Last week, Apple’s CEO Tim Cook made headlines with a passionate and forceful speech in which he called for sweeping digital privacy laws in the US. He warned that the collection of massive amounts of consumers’ personal data by companies is detrimental to society, and brought up an important discrepancy between knowledge and the lack of a respectful, mutual relationship between companies and their consumers.
Consumers’ Knowledge of Their Privacy Rights — And Their Lack Thereof
While consumers are increasingly aware of the risk to their private information like passwords and credit cards, and that some companies might not be honoring their privacy rights, it’s also clear they do not quite understand what these rights are — or how they can exercise them.
Businesses bear a responsibility to consumers. Companies must be vigilant in incorporating both privacy and security protections into their design and quality assurance practices. They must also create policies, training programs and automated controls to prevent and monitor appropriate access, use and protection of sensitive data —whether they are regulated or not. This will not only help mitigate the risk of regulatory penalties and consequences, but it will also prevent unnecessary erosion of employee and consumer confidence in the organization as the result of a data breach.
However, outside of protecting systems from hackers, companies have an additional obligation to act as good corporate citizens. This includes not just protecting their customers’ information, but also communicating clearly with them about how their information will be used, stored and protected. Regulators around the world have made it clear that giving is not the same as taking — meaning just because consumers give a company their private information, companies do not have the right to take that information and use it any way they see fit.
Instead, companies must clearly communicate what they plan to do with the private information consumers provide them with. And, if they change those practices, they must notify consumers and give them the ability to again choose whether to submit or withdraw their data.
Related Article: Will There Still Be Marketing After GDPR?
Where Does a Federal Privacy Law Fit Into All of This?
Ever since GDPR was implemented and The California Consumer Privacy Act (CCPA) was introduced earlier this year, there has been an increased push for federal data privacy legislation. The CCPA in particular is a major step toward a federal privacy law, as California’s new law is without a doubt the strictest privacy bill in US history and provides consumers with new rights that are very similar to the rights that GDPR granted to European residents earlier this year.
By moving so rapidly to enact the law, California demonstrated to other states — and even countries — that privacy is a top priority for both citizens and legislators who want to be on the right side of history. As a result of the positive response and growing popularity of this law, it’s likely we will see some form of federal privacy legislation implemented over the next few years. There’s even a strong possibility that some sort of federal privacy law could preempt efforts from states following California’s lead to create their own data privacy and compliance laws.
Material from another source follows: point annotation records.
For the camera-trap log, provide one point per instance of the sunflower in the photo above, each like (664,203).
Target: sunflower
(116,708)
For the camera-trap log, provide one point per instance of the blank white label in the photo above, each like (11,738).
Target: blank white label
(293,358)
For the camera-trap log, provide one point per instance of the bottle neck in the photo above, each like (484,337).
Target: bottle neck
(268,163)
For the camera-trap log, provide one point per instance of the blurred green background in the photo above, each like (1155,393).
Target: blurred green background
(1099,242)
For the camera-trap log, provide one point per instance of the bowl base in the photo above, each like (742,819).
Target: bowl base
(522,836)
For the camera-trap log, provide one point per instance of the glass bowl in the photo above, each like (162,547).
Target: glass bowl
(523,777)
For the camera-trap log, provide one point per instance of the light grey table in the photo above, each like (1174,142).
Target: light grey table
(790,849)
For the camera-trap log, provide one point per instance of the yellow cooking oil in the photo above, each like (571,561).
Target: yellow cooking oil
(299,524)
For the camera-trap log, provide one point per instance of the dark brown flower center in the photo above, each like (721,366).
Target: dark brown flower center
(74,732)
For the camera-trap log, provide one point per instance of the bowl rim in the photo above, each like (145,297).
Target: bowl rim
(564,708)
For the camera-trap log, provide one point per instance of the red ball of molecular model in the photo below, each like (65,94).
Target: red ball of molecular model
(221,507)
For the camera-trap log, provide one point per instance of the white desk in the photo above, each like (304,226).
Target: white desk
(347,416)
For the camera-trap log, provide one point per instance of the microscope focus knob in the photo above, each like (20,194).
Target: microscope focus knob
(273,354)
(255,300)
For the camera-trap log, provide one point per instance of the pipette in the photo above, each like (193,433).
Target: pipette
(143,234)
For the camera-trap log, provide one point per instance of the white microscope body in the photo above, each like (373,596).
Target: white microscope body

Get a Head Start in Complying with a Potential Federal Law
Because the possibility of a federal privacy law is so strong, businesses may consider getting ahead of the game and begin preparing for it now — or at the very least, lay the groundwork for complying with the California Consumer Privacy Act, if they’re impacted by it. While the CCPA isn’t going into effect until January 1, 2020, and could potentially be amended before its implementation date, the impact on companies will likely be immediate. Businesses should start preparing for it now.
As we saw with the implementation of GDPR, building a comprehensive privacy program that addresses a sweeping regulatory change consumes both time and resources. It’s no small undertaking. In fact, it requires a major shift for many companies, even those with a privacy program in place. New obligations for CIOs, CISOs and businesses as a whole means if you put off preparing for the impact of the law until the official implementation year or date, in many cases, you'll be too late.
Remember that compliance is a journey, not a destination. Whether an organization is subject to external regulatory compliance from an outside source (such as a government agency, statute or law), or seeks to comply with its own organization-specific mandates and policies, compliance requires not just conforming to the outlined regulations, but also proving your organization has done so.
This is typically achieved through the development of organizational policies that map out the expected behaviors. The real challenge, however, comes from the intersection of policy and practice. Regardless of the source of the mandate, all organizations must decide how to enforce the policies and measure their effectiveness.
Companies often make the mistake of carving out individual teams that are responsible for privacy and security. However, data protection is everyone’s job. Hackers only need to be right once to gain access to your information, while your security team needs to get their defenses right every time. By making security the job of every employee and building out top-down support starting with executives, you will create a true culture of compliance and have an army of employees to protect your data — meaning hackers will have a much harder time getting ahold of your company’s information.
At the end of the day, Cook’s speech last week was a wake-up call for all professionals, consumers and businesses who are failing to pay attention to the current privacy crisis taking place in our society. By bringing these issues to light and demanding more comprehensive U.S. federal privacy legislation, Cook reignited an important conversation about consumers’ privacy rights and moved the needle further toward what now seems like an inevitable federal privacy law.